Directive (EU) 2019/770 on certain aspects concerning contracts for the supply of digital content and digital services

Background and Scope

The Digital Content and Digital Service Directive addresses a fundamental challenge: businesses face additional costs from differences in national consumer contract law rules when offering cross-border digital services, while consumers lack confidence in cross-border online purchases due to uncertainty about contractual rights. The framework aims to fully harmonize certain key rules concerning contracts for digital content and services to achieve a genuine digital single market.

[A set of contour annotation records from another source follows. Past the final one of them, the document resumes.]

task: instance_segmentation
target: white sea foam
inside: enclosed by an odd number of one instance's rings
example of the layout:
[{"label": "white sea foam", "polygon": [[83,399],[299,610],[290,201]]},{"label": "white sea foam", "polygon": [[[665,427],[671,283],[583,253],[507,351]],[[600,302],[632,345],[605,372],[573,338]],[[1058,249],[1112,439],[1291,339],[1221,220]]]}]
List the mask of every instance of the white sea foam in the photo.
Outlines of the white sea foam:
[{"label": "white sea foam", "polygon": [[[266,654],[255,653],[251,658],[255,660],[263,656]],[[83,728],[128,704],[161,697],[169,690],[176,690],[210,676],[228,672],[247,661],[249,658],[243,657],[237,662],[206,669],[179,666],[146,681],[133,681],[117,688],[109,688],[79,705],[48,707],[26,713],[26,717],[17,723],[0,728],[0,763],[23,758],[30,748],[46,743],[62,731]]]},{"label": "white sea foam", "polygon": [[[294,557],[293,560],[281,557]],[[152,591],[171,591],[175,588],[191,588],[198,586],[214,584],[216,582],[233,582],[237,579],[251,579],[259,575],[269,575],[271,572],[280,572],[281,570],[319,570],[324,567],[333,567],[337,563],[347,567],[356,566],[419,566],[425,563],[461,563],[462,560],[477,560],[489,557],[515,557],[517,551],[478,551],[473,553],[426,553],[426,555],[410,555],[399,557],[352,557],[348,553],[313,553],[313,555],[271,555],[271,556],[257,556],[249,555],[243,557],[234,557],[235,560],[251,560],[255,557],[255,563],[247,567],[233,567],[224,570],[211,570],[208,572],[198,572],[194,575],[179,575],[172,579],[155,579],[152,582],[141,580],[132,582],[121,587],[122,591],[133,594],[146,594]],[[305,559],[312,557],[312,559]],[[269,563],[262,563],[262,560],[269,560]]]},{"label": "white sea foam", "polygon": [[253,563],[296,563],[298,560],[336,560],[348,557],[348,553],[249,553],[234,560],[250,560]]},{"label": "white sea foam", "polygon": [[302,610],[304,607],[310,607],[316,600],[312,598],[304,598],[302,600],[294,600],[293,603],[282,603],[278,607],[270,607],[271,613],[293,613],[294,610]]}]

The scope is deliberately broad and technology-neutral, covering computer programs, applications, video files, audio files, music files, digital games, e-books, and digital services for data creation, processing or storage. Importantly, the Directive applies not only to traditional payment contracts but also to contracts where consumers provide personal data instead of paying a price.

Key exclusions include healthcare services, financial services, and free and open-source software where no price is paid, and personal data are only processed for security or compatibility improvements. The Directive complements rather than replaces existing consumer protection frameworks, working alongside other Union laws on telecommunications, e-commerce, and data protection.

Key Obligations

  • Supply and Conformity Requirements: Traders must supply digital content or services without undue delay after contract conclusion. The framework establishes both subjective conformity requirements and objective requirements.
  • Update Obligations: The requirement for traders to inform consumers of and supply necessary updates, including security updates, to maintain conformity throughout continuous supply contracts or for a reasonable period for single supply contracts. However, traders are not liable for non-conformity resulting solely from consumers’ failure to install properly notified updates.
  • Liability Framework: The Directive establishes clear liability periods – a minimum two-year period for single or series supply, and liability throughout the supply period for continuous supply. The burden of proof lies with traders for lack of conformity which becomes apparent within one year from the time when the digital content or digital service was supplied.
  • Consumer Remedies: For non-supply, consumers can demand supply and terminate if traders fail. For lack of conformity, consumers are entitled to have content or services brought into conformity as the primary remedy, proportionate price reduction, or contract termination if the lack of conformity is not minor.
  • Termination Consequences: Upon termination, traders must reimburse all sums paid with proportionate adjustments for continuous contracts, comply with GDPR obligations regarding personal data, and generally refrain from using consumer-created content with specific exceptions. Importantly, traders must make consumer-created content available upon request in machine-readable format.
  • Modification Rights: For continuous supply contracts, traders may modify digital content or services beyond conformity maintenance if the contract allows, modification is free, consumers are informed, and for negative impacts, consumers receive a 30-day termination right.
2022 January 1, 2022

The Directive's provisions started to apply.

2021 July 1, 2021

Deadline for member states to adopt and publish necessary measures.

2019 June 11, 2019

The Digital Content and Digital Services Directive entered into force.